Since an F is anything below a 60, does that mean a book is only 60 percent good? Because I'd think that would deserve two or two and a half stars.

Wendy Ewurum said...
This comment has been removed by the author.
Wendy Ewurum said...

This is a realy great post becuase i have to gotten whiplashes from shaking my head in shock at reviews that dont match ratings....its always also nice when the reviewer explains why they missed the expected rating....

Thank you Medeia and Diane.
Greetings from Johannesburg, SA:

Wendy @ Wendy @ Join This Hop

Cathy Olliffe-Webster said...

I'm going to point towards this post on Facebook - I think it'll be helpful to a lot of readers. Thanks!

Kimberly said...

Great breakdown on your system. I have to say that I don't really trust all reviews so if the book sounds good to me, I'm going to add it to my list and try to read it and make up my own mind. :)

Medeia Sharif said...

This review system makes all the sense in the world. I've definitely read some reviews that don't match the rating. I'm sure I do that myself.

Arlee Bird said...

When I leave a review I try to adhere by those standards you've mentioned. I always hate having to give a rating of 3 stars or less, but I feel like my reviewer integrity relies on my honesty. And I always try to find something good and put a positive spin on things.

You might enjoy my roller coaster post at my memoir blog linked below.

Lee
Wrote By Rote
An A to Z Co-host blog

L. Diane Wolfe said...

Nicki, something besides "This book sucked" of course.

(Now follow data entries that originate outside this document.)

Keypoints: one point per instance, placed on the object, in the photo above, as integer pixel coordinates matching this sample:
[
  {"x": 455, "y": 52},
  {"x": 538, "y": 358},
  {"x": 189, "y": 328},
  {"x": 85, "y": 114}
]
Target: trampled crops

JE, that's why I didn't use percentages for the F, because a one star book would be down near 10%.

Cathy, thank you!

Kimberly, I think that is what most people do.

Lee, roller coasters?

Rawknrobyn.blogspot.com said...

Good guidelines, Spunk. I tend to be a bit too fair. I have an especially difficult time being critical when reviewing friends' books.

Be well,
xoRobyn

Milo James Fowler said...

Your star ratings make sense to me. I think a 1 or 2-star needs to focus on the craft of the book, not whether the reader just didn't like the material. Sometimes, reviewers don't seem to have read the blurb stating what the book's about.

Sherry Ellis said...

I think your review marks are very fair. I tend to be rather kind in my reviews, so something that should probably get a 3, I give a 4.

Gossip_Grl said...

This makes sense. Right now I am venting over a book that was a Good Reads email suggestion. I found the book over the weekend and of course read the author bio (Which I know now is totally misleading) and of course the back cover. I was about ready to set the book on fire but decided to blog a little about it. For one it is saying it is a #1 NY Best Seller, but only into the second chapter it is feeling like a bad copy cat of another book that I read. The author makes claims in the bio about reviews and when I read the reviews on both Amazon and Good Reads people are giving it a bad review with Five Stars. This book is not a five star nor would I even consider it a #1 and I am only into the first chapters.